Après le verdict rendu dans l’affaire impliquant Sékou Keïta et Maciré, poursuivis dans le dossier relatif à la fraude présumée au concours de l’École de la magistrature, la défense annonce son intention de contester la décision devant la juridiction compétente.

À l’issue des débats, le tribunal a rendu sa décision conformément à son appréciation des faits et des éléments soumis par les différentes parties. Une décision que les avocats de la défense ne partagent pas entièrement.

Prenant la parole, Me Amadou Oury Diallo a rappelé que ses clients disposent, eux aussi, de droits, notamment celui d’exercer un recours contre la décision rendue.

« Nous aussi, nous avons des droits, notamment celui de faire appel de la décision qui a été rendue. Nous allons donc faire application des articles 578 et 579 du Code pénal afin de faire réexaminer cette décision, parce qu’on n’est pas tout à fait d’accord », a-t-il déclaré.

L’un des principaux points soulevés par l’avocat concerne la différence entre les peines prononcées contre les deux prévenus.

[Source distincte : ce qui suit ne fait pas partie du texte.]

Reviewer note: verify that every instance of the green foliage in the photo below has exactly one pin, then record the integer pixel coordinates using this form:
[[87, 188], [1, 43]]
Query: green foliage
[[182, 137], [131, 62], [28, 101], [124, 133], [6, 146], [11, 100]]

Selon la défense, Sékou Keïta a été condamné à un an d’emprisonnement, tandis que Maciré a écopé d’une amende de deux millions de francs ainsi que de cinq ans d’interdiction de se présenter au concours de l’École de la magistrature.

Pour Me Amadou Oury Diallo, cette différence de traitement mérite d’être examinée par la juridiction d’appel.

« On ne comprend pas pourquoi les deux peuvent être condamnés pour une peine comme celle-ci : pour Sékou, un an d’emprisonnement, et pour Maciré, deux millions d’amende et cinq ans d’interdiction de postuler au concours de l’École de la magistrature », a-t-il expliqué.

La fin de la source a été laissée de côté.